How to Explain Event Production at the Dinner Table this Holiday Season

Lifestyle & Culture

As everyone prepares to spend time with family this Holiday Season, event professionals face an age-old struggle; how to describe the events industry. At first mention, well-meaning extended family members assume a career in events involves wedding planning or concerts. It can be difficult to articulate the nuances and complexities of event production. Thankfully, we’ve come up with a simple way to make this annual conversation less awkward.

When you think about it, producing events is pretty similar to the process of preparing a holiday meal.

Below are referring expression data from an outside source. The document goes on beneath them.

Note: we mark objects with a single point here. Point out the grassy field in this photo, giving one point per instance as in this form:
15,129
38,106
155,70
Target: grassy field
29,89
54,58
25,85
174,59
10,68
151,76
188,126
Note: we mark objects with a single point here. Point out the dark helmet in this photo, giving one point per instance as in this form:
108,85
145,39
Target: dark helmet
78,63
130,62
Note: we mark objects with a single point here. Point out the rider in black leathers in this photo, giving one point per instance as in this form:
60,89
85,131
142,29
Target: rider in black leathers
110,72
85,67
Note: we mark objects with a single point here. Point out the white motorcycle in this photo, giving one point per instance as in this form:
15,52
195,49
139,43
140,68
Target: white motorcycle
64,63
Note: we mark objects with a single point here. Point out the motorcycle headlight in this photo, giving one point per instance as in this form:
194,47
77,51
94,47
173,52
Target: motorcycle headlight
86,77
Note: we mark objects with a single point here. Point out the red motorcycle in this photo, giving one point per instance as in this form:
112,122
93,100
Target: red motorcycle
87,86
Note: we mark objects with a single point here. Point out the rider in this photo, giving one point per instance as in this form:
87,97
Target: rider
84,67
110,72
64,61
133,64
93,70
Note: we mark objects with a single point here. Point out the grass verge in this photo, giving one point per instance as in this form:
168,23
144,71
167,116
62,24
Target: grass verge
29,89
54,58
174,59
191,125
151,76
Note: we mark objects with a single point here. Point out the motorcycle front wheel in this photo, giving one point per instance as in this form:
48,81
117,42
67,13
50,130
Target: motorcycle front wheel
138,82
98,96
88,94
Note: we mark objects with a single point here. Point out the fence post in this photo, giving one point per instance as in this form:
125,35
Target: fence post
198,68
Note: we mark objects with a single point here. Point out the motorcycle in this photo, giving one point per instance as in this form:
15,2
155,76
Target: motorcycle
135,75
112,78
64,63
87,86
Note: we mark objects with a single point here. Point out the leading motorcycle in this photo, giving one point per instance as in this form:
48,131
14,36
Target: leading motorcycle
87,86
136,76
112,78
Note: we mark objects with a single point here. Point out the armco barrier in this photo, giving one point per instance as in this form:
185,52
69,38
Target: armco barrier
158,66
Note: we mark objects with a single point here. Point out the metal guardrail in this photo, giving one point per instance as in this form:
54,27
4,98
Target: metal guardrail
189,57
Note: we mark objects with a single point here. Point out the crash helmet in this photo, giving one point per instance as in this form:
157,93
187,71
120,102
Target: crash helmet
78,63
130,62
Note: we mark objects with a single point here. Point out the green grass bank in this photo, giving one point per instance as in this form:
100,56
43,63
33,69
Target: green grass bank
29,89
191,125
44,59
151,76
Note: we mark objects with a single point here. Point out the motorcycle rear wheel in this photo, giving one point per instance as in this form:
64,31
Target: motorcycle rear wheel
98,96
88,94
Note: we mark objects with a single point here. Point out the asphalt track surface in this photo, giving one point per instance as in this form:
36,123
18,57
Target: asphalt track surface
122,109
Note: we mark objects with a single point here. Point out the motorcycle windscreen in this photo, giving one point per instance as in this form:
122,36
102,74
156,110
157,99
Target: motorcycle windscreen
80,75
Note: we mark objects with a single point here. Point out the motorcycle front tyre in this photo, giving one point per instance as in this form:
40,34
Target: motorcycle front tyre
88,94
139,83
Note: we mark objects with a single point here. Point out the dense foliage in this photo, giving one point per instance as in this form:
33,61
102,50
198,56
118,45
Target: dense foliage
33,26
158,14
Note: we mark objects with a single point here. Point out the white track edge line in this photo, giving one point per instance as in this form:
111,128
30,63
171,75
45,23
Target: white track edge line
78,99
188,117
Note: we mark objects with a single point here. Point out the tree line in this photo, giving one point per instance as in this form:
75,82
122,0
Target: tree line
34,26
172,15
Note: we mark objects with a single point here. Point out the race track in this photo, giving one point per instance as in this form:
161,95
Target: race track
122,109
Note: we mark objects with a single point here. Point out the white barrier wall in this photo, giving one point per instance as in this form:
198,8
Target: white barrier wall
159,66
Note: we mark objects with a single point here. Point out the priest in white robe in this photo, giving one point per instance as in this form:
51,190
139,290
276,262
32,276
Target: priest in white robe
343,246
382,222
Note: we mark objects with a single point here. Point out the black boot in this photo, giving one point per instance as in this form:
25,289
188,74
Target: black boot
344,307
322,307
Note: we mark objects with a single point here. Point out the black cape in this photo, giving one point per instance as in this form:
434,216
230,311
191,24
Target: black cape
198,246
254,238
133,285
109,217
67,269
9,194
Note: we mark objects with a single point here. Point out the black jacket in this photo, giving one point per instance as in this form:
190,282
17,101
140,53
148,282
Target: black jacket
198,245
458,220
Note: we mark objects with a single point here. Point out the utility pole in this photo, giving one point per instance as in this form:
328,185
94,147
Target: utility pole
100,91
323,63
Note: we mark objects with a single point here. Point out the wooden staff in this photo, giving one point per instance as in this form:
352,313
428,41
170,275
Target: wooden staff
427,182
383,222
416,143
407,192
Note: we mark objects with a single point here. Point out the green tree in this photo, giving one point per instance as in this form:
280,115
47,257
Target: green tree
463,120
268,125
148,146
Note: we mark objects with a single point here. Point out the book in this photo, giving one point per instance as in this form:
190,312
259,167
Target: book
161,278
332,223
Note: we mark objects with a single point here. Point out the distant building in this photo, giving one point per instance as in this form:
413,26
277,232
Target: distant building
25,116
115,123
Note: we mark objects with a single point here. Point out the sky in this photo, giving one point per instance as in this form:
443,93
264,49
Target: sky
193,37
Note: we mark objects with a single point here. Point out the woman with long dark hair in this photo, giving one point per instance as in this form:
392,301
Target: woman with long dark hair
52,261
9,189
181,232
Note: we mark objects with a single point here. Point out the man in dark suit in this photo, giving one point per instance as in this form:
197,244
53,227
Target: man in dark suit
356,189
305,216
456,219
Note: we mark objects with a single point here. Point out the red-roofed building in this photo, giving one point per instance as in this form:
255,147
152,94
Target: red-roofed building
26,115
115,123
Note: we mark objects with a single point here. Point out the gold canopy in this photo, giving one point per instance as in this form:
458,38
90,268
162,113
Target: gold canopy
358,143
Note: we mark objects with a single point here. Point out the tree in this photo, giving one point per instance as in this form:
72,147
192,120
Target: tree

Consider:

Event professionals have to manage factors like scheduling, vendors, messaging, and costs. Planning, preparing, and hosting a holiday meal involves much of the same. It requires delegating responsibility, coordinating various times and temperatures, and balancing numerous dietary restrictions and preferences to create a meal everyone can enjoy.

At many holiday meals, attendees are responsible for cooking separate dishes that combine to make one meal. Preparing each dish requires a particular sort of expertise. Cooking a turkey is very different from baking a pumpkin pie. Similarly, putting on a successful event requires coordinating an array of event professionals with specific expertise and responsibilities.

Although one can plan the meal as carefully as possible, last-minute challenges will always arise. Someone brings an unexpected guest, forgets their assigned dish, or forgets to press “start” on the oven timer. In the moment, you realize you don’t have enough gravy for the mashed potatoes, the milk is spoiled, or the plates don’t all fit on the table. Last-minute solutions must be found for things to go successfully – and this is where event professionals shine! We substitute milk with half n’ half, find space for one more at the table, and whip up another batch of gravy from pan drippings.

Even when things do go as planned, transitioning a meal from the kitchen to the tabletop is a process. Although there’s a way things are supposed to be arranged, once everything’s been laid out, you realize the cranberry sauce is hidden behind the bread rolls, so you move it somewhere more visible. Event professionals make similar changes on-site for the first time – thinking through an event and making small adjustments to ensure everyone at the table has a wonderful experience.

We hope you find this analogy helpful this holiday season. From all of us at LEO Events, we wish you a holiday season full of joy, cheer, and of course, expertly planned meals!